In San Diego County, there was another option. From the 1930s until the 1960s, judges offered convicted sex offenders a choice: they could go to prison or allow their testicles to be removed.
Hundreds of the men, 370 by one estimate, chose castration and were allowed to go on probation.
“It was offered as a curative option. That was when the science said you can actually cure sex offenders by castrating them,” said San Diego City College adjunct political science professor Mark Linsky in an interview. He wrote about San Diego’s castration movement in a 1989 article for The Journal of San Diego History.
Judge Lawrence Neil Turrentin was the first to offer the prison-or-castration choice to sex offenders in 1938. The decision, Linsky wrote, “would lead to national notoriety for San Diego.”

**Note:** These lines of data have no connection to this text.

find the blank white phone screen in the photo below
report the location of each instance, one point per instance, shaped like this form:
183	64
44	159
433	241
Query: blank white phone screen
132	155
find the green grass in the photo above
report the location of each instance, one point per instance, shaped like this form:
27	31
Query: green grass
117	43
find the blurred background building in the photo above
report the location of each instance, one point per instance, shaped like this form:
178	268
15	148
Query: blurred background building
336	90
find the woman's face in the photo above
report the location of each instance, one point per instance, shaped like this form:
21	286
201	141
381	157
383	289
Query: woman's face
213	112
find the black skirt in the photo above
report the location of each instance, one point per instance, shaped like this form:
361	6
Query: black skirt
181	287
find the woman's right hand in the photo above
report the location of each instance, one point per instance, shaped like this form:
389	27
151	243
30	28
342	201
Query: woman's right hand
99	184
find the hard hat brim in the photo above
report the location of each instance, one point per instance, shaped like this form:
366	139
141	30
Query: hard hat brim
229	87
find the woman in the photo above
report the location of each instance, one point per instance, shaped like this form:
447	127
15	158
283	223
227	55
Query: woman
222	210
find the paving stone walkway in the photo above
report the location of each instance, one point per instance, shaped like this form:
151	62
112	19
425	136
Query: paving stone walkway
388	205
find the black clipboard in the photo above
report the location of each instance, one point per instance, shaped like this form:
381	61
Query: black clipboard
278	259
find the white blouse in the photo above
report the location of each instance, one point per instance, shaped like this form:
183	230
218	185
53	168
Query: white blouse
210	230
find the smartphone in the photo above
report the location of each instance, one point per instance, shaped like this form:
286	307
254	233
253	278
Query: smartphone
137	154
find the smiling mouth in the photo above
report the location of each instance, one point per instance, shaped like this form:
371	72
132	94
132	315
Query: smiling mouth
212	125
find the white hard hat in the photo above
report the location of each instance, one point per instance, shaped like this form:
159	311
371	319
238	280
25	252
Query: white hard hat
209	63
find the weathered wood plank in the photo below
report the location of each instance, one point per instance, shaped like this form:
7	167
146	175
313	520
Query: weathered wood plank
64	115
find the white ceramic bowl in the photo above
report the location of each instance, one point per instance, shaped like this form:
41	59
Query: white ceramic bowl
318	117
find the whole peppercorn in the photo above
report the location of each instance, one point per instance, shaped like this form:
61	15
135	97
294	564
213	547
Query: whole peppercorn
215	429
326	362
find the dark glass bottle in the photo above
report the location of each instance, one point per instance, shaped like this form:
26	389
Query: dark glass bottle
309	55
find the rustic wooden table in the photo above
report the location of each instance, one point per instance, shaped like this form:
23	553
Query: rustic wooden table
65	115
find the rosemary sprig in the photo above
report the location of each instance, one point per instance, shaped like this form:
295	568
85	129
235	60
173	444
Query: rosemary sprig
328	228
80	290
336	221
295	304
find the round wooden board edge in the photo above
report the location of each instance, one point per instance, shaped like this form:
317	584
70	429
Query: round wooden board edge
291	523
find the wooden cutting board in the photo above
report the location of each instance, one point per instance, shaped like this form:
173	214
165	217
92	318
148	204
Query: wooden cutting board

At the time, scientists thought castration would prevent sex offenders from having sexual thoughts. (There’s still debate over the treatment today.)
Turrentin, for one, thought his approach worked: “Not a single probationer has ‘backfired’ with any criminal case of consequence,” he declared, a roundabout way of saying the offenders didn’t get in serious trouble again.
Linsky wrote that the number of castrations was “staggering,” even though the exact figures are elusive. The total number seems to be at least 240 and possibly above 400; apparently, about 90 percent of them were child molesters.
Judge John Hewicker, known as the “Hanging Judge” because he was so strict, continued offering the castration choice after Judge Turrentin retired. Judges allowed convicted offenders in San Diego to choose castration through the 1960s.
“There was no maliciousness in their motivations,” Linsky said. “They were basing this on what they thought was solid science 75-80 years ago. They felt they were giving benefit to these men by keeping them out of prison and restoring them to society.”
There seemed to be little, if any, criticism locally, although the castrations made some people in the law enforcement and medical communities uncomfortable.
There’s not much known about what the offenders themselves thought after being castrated, although one said in an affidavit that “it was the best thing that ever happened to me … the operation cured me completely. It’s five years since I had it, but not once have I felt the least desire to touch a little girl.”
By the 1970s, attitudes had changed. Two convicted child molesters asked to undergo castration and, as The New York Times reported, they “signed waivers releasing their lawyers, the judge and court- appointed doctor from liability for the operation.”
The judge was willing to move forward, but finding a court-appointed doctor proved difficult because local physicians refused to perform the operation. Then, as Linsky writes, “when several other doctors apparently volunteered to perform the castrations and then changed their minds, the two defendants were sentenced to castrations and then changed their minds.”
They ended up in prison.
Today, castration for sex offenders is still debated. Several states, including California, allow prisoners to undergo “chemical castration” — the adjustment of hormones through the use of drugs.
And there’s still debate over whether castration, through surgery or hormone treatment, effectively treats sex offenders by lowering their sex drives.